Medan, SeputarSumut – Sejarawan nasional Bonnie Triyana mengajak generasi muda untuk memahami kembali makna keindonesiaan dari perspektif yang lebih mendalam, yaitu melalui genetika dan sejarah. Dalam acara bertajuk “Indonesia: Dari Genetika Tunggal Ika ke Bhinneka Tunggal Ika” di Auditorium Bung Karno, Yayasan Perguruan Sultan Iskandar Muda (YPSIM) pada Kamis (11/9), Bonnie memaparkan bahwa keberagaman adalah esensi yang telah ada jauh sebelum Indonesia lahir sebagai sebuah negara.
Di hadapan para peserta, Bonnie menyampaikan kekagumannya terhadap praktik nyata pluralisme yang telah dijalankan oleh pendiri YPSIM, dr. Sofyan Tan. “Saya baru bicara soal keberagaman secara teori, tapi Pak dr. Sofyan Tan sesungguhnya sudah mempraktikkannya langsung melalui dunia pendidikan di Sumatera Utara ini,” ujar Bonnie yang juga merupakan kolega dr. Sofyan Tan di Komisi X DPR RI.
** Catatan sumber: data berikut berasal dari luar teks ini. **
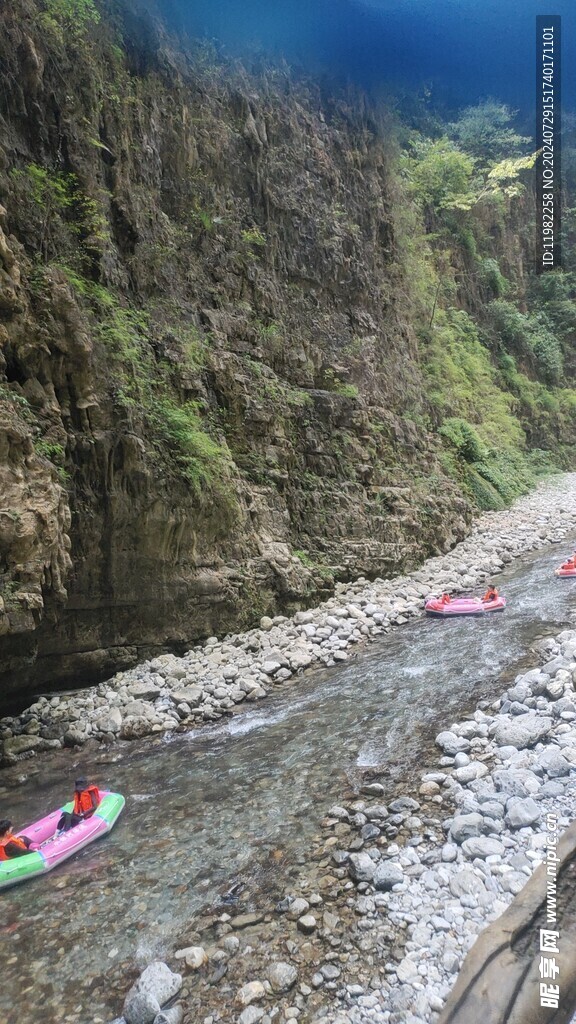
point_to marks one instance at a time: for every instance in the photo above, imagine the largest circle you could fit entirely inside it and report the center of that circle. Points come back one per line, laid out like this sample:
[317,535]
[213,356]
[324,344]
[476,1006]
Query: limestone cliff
[206,358]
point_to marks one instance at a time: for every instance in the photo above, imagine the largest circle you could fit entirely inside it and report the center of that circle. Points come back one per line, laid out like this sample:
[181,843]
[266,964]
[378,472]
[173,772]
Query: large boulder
[466,826]
[361,866]
[524,731]
[155,987]
[451,743]
[386,876]
[522,812]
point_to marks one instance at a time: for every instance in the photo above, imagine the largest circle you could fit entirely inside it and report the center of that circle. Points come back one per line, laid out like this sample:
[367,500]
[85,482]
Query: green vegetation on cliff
[245,317]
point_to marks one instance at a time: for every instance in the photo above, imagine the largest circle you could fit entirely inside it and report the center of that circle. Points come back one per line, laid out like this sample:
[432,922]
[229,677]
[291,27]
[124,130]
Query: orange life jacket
[9,838]
[83,802]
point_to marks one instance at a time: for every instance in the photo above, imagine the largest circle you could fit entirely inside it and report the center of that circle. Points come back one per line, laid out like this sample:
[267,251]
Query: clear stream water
[208,806]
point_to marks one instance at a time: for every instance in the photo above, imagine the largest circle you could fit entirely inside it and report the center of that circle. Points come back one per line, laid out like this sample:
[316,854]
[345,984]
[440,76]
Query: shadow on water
[204,807]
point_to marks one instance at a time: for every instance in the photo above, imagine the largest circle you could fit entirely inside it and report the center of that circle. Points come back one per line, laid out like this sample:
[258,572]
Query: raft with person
[447,606]
[48,847]
[568,568]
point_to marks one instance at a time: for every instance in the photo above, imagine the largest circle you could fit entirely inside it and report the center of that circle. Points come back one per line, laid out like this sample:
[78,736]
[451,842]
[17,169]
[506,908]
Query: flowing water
[206,807]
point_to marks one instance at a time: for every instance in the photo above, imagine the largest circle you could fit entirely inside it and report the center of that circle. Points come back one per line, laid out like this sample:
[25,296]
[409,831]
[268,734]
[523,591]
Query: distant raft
[567,571]
[51,850]
[463,606]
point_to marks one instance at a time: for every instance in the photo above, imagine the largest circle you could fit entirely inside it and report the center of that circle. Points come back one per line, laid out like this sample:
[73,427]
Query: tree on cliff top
[486,132]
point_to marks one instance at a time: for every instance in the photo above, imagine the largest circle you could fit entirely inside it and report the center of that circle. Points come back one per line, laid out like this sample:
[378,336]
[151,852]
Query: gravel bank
[394,894]
[170,692]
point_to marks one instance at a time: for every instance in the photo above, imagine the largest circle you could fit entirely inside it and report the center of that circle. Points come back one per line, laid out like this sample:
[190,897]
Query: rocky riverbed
[174,693]
[395,893]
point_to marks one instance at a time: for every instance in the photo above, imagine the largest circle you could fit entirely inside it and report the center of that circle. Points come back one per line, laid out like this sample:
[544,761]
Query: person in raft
[10,845]
[86,799]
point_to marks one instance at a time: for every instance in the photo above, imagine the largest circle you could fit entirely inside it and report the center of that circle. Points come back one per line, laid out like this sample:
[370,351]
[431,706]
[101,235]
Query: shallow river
[208,806]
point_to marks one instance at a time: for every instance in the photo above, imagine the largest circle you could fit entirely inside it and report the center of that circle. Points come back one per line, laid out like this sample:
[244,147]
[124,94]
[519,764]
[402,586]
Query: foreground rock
[172,693]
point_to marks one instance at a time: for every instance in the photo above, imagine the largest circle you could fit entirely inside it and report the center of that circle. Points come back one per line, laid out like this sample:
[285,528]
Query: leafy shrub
[463,438]
[492,278]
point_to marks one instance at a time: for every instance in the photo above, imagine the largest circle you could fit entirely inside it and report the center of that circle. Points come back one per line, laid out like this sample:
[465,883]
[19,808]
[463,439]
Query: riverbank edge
[171,693]
[397,894]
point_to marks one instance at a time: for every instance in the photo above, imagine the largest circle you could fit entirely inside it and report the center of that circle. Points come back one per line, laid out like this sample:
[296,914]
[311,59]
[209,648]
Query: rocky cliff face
[206,364]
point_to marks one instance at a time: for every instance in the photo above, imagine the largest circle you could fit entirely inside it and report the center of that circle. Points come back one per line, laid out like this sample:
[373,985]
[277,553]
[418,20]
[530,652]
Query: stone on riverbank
[156,986]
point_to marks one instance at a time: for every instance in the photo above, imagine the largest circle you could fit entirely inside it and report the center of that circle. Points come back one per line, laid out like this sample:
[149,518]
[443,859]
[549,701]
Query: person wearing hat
[10,845]
[86,799]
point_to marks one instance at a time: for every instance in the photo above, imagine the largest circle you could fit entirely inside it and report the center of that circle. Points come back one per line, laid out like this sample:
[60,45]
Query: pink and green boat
[49,850]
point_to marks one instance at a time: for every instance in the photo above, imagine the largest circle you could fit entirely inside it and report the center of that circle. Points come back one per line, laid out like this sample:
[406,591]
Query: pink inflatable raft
[48,850]
[463,606]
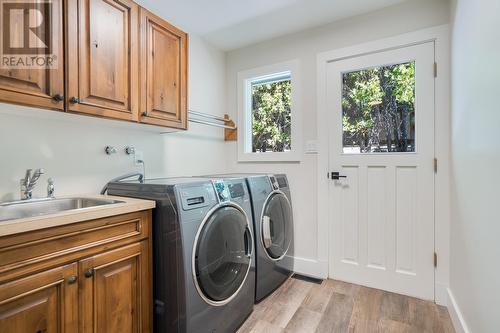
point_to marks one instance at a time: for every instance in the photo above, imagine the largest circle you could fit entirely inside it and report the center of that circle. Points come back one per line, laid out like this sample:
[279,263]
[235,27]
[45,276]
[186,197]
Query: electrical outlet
[138,157]
[311,147]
Asal-Usul Genetika Manusia Indonesia
Bonnie membuka paparannya dengan menjelaskan asal-usul genetika manusia Indonesia. Berdasarkan riset genetika dan arkeologi, ia menyebut bahwa leluhur bangsa Indonesia berasal dari migrasi Homo sapiens sekitar 50.000 tahun lalu dari Afrika. Perjalanan panjang ini memicu empat gelombang besar kedatangan manusia ke wilayah Nusantara, dari Afrika, Asia Selatan, Mongolia, hingga bangsa-bangsa dari India, Arab, dan Eropa.
“Manusia Indonesia adalah hasil percampuran genetika dari berbagai bangsa,” kata Bonnie. “Secara genetika, kita adalah bangsa yang bhinneka. Indonesia bukanlah hasil dari satu ras atau satu budaya, melainkan mosaik yang kompleks.”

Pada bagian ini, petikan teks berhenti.